From: Michael Maxwell (mmaxwell@casl.umd.edu)
Date: Mon Nov 13 2006 - 13:53:37 CST
I have a (newbie) question on normalization of text in Bengali. This doesn't have to do with composition vs. decomposition, rather with the correct order of characters.
The question is on which order of dependent vowel + candrabindu is correct (or whether both are "correct"). Either I'm not understanding the meaning of the records in UnicodeData.txt, or else this doesn't determine an order. Here are the records (and for good measure, a consonant record):
09C1;BENGALI VOWEL SIGN U;Mn;0;NSM;;;;;N;;;;;
0981;BENGALI SIGN CANDRABINDU;Mn;0;NSM;;;;;N;;;;;
0998;BENGALI LETTER GHA;Lo;0;L;;;;;N;;;;;
As you can see, all three characters have a Canonical Combining Class of 0. (Can anyone point me to an explanation of why dependent vowels and the candrabindu have this class?

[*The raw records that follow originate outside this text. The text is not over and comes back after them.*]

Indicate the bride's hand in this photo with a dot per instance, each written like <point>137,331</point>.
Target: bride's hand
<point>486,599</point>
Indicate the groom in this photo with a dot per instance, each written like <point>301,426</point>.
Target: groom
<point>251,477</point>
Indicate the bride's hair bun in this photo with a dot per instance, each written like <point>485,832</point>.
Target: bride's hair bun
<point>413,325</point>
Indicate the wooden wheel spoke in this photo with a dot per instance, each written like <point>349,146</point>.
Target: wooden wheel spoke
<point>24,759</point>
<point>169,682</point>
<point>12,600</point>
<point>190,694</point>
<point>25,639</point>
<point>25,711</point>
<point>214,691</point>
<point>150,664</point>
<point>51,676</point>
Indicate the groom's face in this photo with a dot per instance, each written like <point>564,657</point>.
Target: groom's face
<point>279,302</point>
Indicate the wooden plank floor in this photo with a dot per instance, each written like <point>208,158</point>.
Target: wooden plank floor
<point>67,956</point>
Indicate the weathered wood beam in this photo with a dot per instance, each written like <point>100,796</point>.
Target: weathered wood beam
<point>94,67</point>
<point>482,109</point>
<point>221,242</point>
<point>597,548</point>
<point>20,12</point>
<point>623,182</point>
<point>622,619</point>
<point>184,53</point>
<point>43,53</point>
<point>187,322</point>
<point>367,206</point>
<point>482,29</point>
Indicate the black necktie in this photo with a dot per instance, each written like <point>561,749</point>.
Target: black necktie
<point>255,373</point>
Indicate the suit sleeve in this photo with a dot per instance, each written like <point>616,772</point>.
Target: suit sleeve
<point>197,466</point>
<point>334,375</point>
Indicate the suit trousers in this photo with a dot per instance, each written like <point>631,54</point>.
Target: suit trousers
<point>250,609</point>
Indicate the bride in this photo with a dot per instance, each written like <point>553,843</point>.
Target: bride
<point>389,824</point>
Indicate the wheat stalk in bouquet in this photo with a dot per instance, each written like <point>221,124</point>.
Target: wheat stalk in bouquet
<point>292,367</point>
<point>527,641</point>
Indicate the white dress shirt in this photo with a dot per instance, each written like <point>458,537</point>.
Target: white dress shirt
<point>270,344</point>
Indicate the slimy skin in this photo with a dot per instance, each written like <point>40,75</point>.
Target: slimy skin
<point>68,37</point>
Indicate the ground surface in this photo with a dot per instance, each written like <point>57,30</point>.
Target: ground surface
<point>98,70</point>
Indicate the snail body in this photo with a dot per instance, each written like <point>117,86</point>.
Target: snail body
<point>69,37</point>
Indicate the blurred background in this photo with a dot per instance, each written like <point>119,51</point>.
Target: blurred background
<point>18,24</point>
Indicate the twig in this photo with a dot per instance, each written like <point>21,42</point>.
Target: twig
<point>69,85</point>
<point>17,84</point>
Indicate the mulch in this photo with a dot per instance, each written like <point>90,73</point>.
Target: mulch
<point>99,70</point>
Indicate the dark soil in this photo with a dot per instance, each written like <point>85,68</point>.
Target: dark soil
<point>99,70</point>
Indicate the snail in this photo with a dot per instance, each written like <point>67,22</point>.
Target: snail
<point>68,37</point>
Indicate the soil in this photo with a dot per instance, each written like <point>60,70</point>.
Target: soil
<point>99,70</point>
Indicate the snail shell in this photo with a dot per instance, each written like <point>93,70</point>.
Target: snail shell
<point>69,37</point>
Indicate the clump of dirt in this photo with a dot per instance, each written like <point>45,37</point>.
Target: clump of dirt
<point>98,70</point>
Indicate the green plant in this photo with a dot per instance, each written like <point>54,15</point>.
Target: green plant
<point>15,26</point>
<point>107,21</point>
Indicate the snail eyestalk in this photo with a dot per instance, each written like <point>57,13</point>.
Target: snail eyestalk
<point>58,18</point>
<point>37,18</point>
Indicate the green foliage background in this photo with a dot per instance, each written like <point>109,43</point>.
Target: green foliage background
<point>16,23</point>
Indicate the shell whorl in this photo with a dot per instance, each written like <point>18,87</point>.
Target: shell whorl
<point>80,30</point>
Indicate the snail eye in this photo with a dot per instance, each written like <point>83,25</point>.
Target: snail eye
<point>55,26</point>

Looks odd to me, but I'm sure a ton of discussion went into deciding it.) Apart from their code point and name, the dependent vowel sign and the chadrabindu are identical: both have a General Category of 'Mn' = "Mark, Nonspacing", and Bidi class values of 'NSM' = "Non-Spacing Mark".
It looks to me like this is saying either order (GHA-u-CAN or GHA-CAN-u) is acceptable. Is this the intended interpretation? (In which case there's more work one needs to do in order to be able to compare two strings--work in defining a more strict normalization for this and any other potentially ambiguous sequences of characters.)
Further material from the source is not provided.